In this tutorial, you’ll build a Serverless endpoint that streams data back to your client using WebSocket-style streaming. This approach works well for workloads that process data incrementally—like image processing or text generation—where you want to return partial results as they become available.
You’ll create a handler that simulates chunked image processing, deploy it to Runpod Serverless, and build a Python client that receives streamed responses in real time.
What you’ll learn
- Create a streaming handler function that yields incremental results.
- Deploy a custom worker with streaming enabled.
- Send requests to your endpoint and receive streamed responses.
- Process and display streaming output in a Python client.
Requirements
Before starting, you’ll need:
- A Runpod account with credits.
- A Runpod API key.
- Python 3.9+ installed locally.
- Docker installed and configured.
- A Docker Hub account for pushing your worker image.

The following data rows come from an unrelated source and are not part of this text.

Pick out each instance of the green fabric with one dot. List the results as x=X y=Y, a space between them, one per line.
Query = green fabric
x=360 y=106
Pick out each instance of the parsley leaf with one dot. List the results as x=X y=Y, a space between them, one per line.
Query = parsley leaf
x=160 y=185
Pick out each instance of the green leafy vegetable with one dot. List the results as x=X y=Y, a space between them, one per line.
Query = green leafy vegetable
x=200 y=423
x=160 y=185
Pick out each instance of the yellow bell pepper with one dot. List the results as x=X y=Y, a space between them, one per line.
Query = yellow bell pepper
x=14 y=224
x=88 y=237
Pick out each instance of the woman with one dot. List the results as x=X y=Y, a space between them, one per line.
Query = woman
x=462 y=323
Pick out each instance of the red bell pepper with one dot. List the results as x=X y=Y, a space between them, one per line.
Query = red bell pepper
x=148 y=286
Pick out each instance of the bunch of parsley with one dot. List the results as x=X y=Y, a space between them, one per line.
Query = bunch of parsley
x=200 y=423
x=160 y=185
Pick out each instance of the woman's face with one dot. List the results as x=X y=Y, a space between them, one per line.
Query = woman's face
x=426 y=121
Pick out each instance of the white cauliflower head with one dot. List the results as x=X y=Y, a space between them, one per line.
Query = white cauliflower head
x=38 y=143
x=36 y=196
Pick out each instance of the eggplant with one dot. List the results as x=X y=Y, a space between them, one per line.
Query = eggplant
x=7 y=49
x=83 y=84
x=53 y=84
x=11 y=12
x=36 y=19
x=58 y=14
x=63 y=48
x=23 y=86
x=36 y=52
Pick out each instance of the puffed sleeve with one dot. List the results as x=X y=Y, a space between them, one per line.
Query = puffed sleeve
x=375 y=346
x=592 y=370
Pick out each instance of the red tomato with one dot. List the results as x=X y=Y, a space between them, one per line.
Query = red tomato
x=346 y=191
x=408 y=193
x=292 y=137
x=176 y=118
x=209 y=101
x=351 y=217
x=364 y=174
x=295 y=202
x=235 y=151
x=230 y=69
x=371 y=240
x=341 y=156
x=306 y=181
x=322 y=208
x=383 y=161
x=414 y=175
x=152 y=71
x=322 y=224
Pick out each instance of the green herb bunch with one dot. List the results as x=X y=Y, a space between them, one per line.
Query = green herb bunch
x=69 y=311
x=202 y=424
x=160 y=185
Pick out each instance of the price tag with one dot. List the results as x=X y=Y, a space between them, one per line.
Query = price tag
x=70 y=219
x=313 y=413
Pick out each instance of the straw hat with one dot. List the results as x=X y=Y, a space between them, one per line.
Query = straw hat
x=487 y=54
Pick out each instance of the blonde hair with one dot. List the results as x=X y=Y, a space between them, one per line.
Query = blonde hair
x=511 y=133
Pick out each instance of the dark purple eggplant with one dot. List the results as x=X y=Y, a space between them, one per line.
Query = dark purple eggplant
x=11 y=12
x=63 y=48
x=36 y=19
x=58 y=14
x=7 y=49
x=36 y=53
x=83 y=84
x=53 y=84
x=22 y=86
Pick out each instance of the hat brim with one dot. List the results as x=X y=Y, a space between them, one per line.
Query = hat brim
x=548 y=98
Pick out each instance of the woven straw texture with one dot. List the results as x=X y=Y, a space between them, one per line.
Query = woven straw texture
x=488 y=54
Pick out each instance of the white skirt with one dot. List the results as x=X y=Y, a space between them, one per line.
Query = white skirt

Step 1: Set up your development environment
Create a project directory and set up a Python virtual environment:
mkdir runpod-base64-stream
cd runpod-base64-stream
python -m venv venv
source venv/bin/activate
pip install runpod Pillow
Step 2: Create a streaming handler function
Create a file named handler.py with the following code:
import runpod
import base64
import io
from PIL import Image
import time
def process_image_chunk(chunk_data, chunk_number, total_chunks):
"""
Simulate processing a chunk of image data.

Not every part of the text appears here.